Unforgeable Blinded Credentials
Adam Back
adam at cypherspace.org
Sun Apr 2 13:29:26 EDT 2006
On Sat, Apr 01, 2006 at 12:35:12PM +0100, Ben Laurie wrote:
> However, anyone I show this proof to can then masquerade as a silver
> member, using my signed nonce. So, it occurred to me that an easy
> way to prevent this is to create a private/public key pair and
> instead of the nonce use the hash of the public key. Then to prove
> my silver status I have to show that both the hash is signed by BA
> and that I possess the corresponding private key (by signing a
> nonce, say). It seems to me quite obvious that someone must have
> thought of this before - the question is who? Is it IP free?
Well I thought of this a few years ago also. However I suspect you'd
find the same idea earlier as a footnote in Stefan Brands book. (Its
amazing how much stuff is in there, I thought I found something else
interesting -- offline transferable cash, turns out that also was a
footnote referring to someone's MSc thesis.)
> Obviously this kind of credential could be quite useful in identity
> management. Note, though, that this scheme doesn’t give me
> unlinkability unless I only show each public/private key pair
> once. What I really need is a family of unlinkable public/private
> key pairs that I can somehow get signed with a single “family”
> signature (obviously this would need to be unlinkably transformed
> for each member of the key family).
This is harder, I thought about this a bit also.

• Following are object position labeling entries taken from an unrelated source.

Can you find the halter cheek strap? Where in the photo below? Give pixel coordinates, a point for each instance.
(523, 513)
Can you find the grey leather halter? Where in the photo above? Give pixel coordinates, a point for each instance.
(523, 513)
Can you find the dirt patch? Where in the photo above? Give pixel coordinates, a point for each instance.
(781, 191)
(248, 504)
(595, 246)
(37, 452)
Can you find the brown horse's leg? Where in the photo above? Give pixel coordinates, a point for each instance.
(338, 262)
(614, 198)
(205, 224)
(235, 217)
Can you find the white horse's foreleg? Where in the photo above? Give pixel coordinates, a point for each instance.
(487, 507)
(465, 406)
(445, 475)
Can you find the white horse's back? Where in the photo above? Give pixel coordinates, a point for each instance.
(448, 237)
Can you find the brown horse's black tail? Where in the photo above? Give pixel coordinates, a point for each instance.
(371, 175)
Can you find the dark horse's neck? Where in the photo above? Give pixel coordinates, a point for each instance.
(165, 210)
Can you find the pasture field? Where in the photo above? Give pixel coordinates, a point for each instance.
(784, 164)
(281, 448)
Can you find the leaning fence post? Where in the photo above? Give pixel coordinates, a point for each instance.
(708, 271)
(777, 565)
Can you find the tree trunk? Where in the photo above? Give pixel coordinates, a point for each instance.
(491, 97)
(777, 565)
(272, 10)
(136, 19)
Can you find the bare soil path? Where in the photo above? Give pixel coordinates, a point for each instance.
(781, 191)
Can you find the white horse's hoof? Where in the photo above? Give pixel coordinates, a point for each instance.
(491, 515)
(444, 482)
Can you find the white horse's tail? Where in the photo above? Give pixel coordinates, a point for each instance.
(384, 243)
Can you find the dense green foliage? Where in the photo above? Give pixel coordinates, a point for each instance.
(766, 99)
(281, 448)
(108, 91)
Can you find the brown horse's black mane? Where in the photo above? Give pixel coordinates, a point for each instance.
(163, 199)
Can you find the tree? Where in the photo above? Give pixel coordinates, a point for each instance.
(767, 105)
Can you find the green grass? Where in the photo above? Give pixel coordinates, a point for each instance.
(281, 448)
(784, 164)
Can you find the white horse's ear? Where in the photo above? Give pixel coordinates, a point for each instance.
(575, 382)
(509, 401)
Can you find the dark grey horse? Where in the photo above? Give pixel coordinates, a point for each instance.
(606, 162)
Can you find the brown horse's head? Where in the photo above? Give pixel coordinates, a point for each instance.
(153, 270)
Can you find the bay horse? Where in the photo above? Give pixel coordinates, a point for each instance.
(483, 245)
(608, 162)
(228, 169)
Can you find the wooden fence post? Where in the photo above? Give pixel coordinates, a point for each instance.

I was thinking a way to do this would be to have a self-reblindable
signature. Ie you can re-blind the certificate signature such that
the signature remains, but it is unlinkable. I didn't so far find a
way to do this with any of the schemes.
So it would for example be related to the more recent publicly
re-encryptable Elgamal based signatures. (Third party can re-encrypt
the already encrypted message with out themselves being able to
decrypt the message).
Brands also has a mechanism to simplify the use each cert once method.
He can have the CA reissue you a new cert without having to go through
the attribute verification phase. Ie you present an old cert and get
it reblinded, and the CA does not even if I recall see what attributes
you have. So you just periodically get yourself another batch.
Mostly does what you want just with some assistance from the CA.